Mixtape by Gerald Walker
- Released: July 16, 2010
- Genre: Hip hop
- Length: 51:14
- Label: Bang Hot Productions/ One Step at a Time Music Recordings

Gerald Walker chronology
| Evening Out With Your Girlfriend (2009) | I Remember When This All Meant Something... (2010) | A Gerald Walker Christmas EP (2010) |

Singles from I Remember When This All Meant Something...
- "Silent" Released: May 26, 2010;

= I Remember When This All Meant Something... =

I Remember When This All Meant Something... is the second official mixtape from Milwaukee, Wisconsin rapper Gerald Walker.
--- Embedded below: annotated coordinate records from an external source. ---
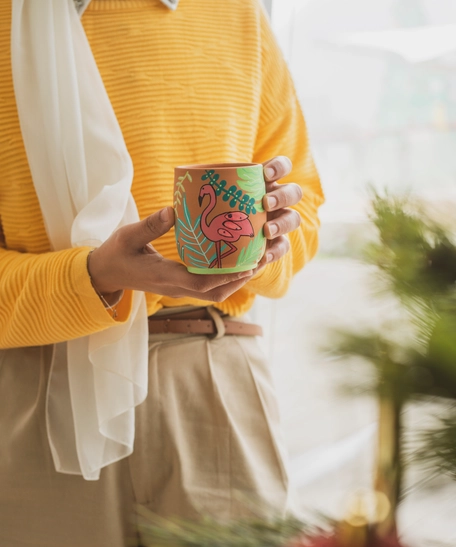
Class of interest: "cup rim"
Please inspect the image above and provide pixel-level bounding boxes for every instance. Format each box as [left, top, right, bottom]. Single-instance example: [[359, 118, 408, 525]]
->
[[174, 162, 262, 170]]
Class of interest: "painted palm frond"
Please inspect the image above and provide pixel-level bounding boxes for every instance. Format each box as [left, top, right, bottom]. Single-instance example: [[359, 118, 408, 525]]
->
[[174, 171, 192, 218], [175, 194, 215, 268], [236, 234, 266, 266]]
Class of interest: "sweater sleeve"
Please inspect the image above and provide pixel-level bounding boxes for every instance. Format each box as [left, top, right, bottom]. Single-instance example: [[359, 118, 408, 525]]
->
[[0, 247, 131, 348], [247, 3, 324, 298]]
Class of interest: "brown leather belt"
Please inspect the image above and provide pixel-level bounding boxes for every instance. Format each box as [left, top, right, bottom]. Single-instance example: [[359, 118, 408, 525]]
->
[[149, 308, 263, 337]]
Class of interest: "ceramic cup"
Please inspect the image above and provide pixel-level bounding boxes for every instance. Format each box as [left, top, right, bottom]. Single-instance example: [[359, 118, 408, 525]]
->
[[174, 163, 266, 274]]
All of the songs, except for 4 (Not At All, Wait A Minute, Gotta Work & High), are featureless. Other popular songs on the mixtape are Silent and The Journey. Gerald Walker also serves as the executive producer for the majority of the mixtape with help from Barron 'Slot-A' Bollar.

Professional ratings
Review scores
| Source | Rating |
| Okayplayer | (not rated) |
| Whats in My Headphone | (favorable) |

==Track listing==

| No. | Title | Performer(s) | Length |
|---|---|---|---|
| 1. | "Everything People Say I Am, That's What I'm Not" | Gerald Walker | 2:24 |
| 2. | "I Remember When This All Meant Something (Part 1)" | Gerald Walker | 4:07 |
| 3. | "The Journey" | Gerald Walker | 4:20 |
| 4. | "Not At All" | Gerald Walker, Bryant Stewart | 3:48 |
| 5. | "Ready to Go" | Gerald Walker | 3:33 |
| 6. | "Wait a Minute [Ode to the Lil Homies]" | Gerald Walker, Add-2, Slot-A | 4:21 |
| 7. | "Selah (Ups & Downs)" | Gerald Walker | 2:49 |
| 8. | "Silent" | Gerald Walker | 4:22 |
| 9. | "Gotta Work" | Gerald Walker, Mr. Robotic | 3:29 |
| 10. | "We Used to Talk for Hours On End & Now It's Like We Never Knew Each Other..." | Gerald Walker | 3:25 |
| 11. | "High" | Gerald Walker, Slot-A, Mr. Robotic, Add-2 | 4:23 |
| 12. | "I'm Gonna Remember That You Are My Friend, and Fall Asleep on Your Floor..." | Gerald Walker | 3:16 |
| 13. | "You Can Make It If You Try" | Gerald Walker | 3:25 |
| 14. | "I Remember When This All Meant Something (Part 2)" | Gerald Walker | 2:10 |
| 15. | "The Last Something That Meant Anything" | Gerald Walker | 4:09 |

==Production credits==
- Executive Producer: Barron 'Slot-A' Bollar
- Mixing engineer: Barron 'Slot-A' Bollar
- Executive Producer: Gerald Walker
- Tracking engineer: Gerald Walker

==Song Notes==
- I'm Gonna Remember That You Are My Friend, And Fall Asleep On Your Floor are lyrics from Chicago, Illinois punk rock band The Lawrence Arms song "My Boatless Booze Cruise" from the album Apathy and Exhaustion
- The mixtape cover art is inspired by Los Angeles painter and graphic designer Luke Chueh's "The Explosion."
- The song title "Everything People Say That I Am, That's What I'm Not" is inspired by English indie rock band Arctic Monkeys' debut album Whatever People Say I Am, That's What I'm Not.